夕暮れが静かな湖を照らし、湖面が金色に輝く。
湖の十字橋の上を茶色の髪をした少女が項垂れて歩いていた。
「3万ガルド……かあ。」
リィズは、自分が求めた品物の相場を聴くとショックで、その後ロキの話はほぼ上の空だった。
「でも、オース…さん、の話を聞くと、何処にでもないものだし、お祝いには一番だわ……でも、3万かぁ…。そんなにあったら、高級宿屋に7日間は泊まれる。」
ボソボソ言いながら、リィズは自宅へ歩いていく。
「そこの童や。」
「え?」
いつの間に居たのか、リィズの目の前にフードを被り、杖をついた老人が立っていた。
「あなたは?」
「フェッフェ、何やら落ち込んでおる様子だったのでな。お前さんのような、お若い娘を見てると死んだ孫を思い出すんじゃ。」
「そう。それは残念ね。お爺さん?」
「ああ、さて。なぜそんなに落ち込んどる。良けりゃ、このジジィに話してみんか?伊達に年を取っておらんてな。」
リィズは、両親の記念日に贈り物をしたくても、とても手の届かないものだということを知って落ち込んでいたことを老人に話した。
「ほほぅ、魔石とな。そりゃあ高価なものじゃなぁ。」
「ええ。でも、とても私のお小遣いじゃ買えないわ。諦めて、別のモノにしようかな。」
「そういえば…わしがお前さんくらいの頃、東の鉱山で魔石が取れたという話を聞いたことがあったのう。」
「ほ、本当!?」
それを聞いてリィズは、はっと顔を上げ老人の襟元に詰め寄るような姿勢になった。
「ぐ、ぐぇ〜、く、苦しい…」
「あ、ごめんなさい。」
リィズは老人から手を離して、頭を下げた。
「はあ…はあ…。ま、まぁ、もう廃れた鉱山じゃしな、そんなに採れはせんだろうが、お前さんに必要な分くらいはもしかしたら…」
「ありがとう!!お爺さん!」
それを聞いたリィズは、スカートの裾を機にすることもなく、老人の前から走り去った。
「……どういたしまして、お嬢さん。」
次の日、この時期にしては空は晴れわたり、暖かい日差しの中、ロキは売り上げの一部を持って、フローレンの店を訪れていた。
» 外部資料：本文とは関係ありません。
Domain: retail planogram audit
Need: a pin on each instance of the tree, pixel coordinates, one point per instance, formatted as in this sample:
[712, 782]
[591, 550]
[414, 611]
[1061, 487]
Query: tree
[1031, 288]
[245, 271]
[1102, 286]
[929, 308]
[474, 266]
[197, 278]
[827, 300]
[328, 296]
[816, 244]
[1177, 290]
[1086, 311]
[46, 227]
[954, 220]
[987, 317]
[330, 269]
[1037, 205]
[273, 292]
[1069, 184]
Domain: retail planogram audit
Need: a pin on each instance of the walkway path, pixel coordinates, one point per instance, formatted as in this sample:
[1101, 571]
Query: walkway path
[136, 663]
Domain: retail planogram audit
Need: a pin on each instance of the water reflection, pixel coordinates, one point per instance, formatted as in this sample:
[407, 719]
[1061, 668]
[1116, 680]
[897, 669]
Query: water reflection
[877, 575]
「この前は、ありがとうモーラ。これが付けてもらっていた分の代金だ。」
「おや、ロキ。感心だね。なんなら昼も食べていくかい?いまならサービスしとくよ。」
ロキは特に急ぐ用もなかったので、モーラのススメで、またカウンターの席に座り、今日のおススメを注文した。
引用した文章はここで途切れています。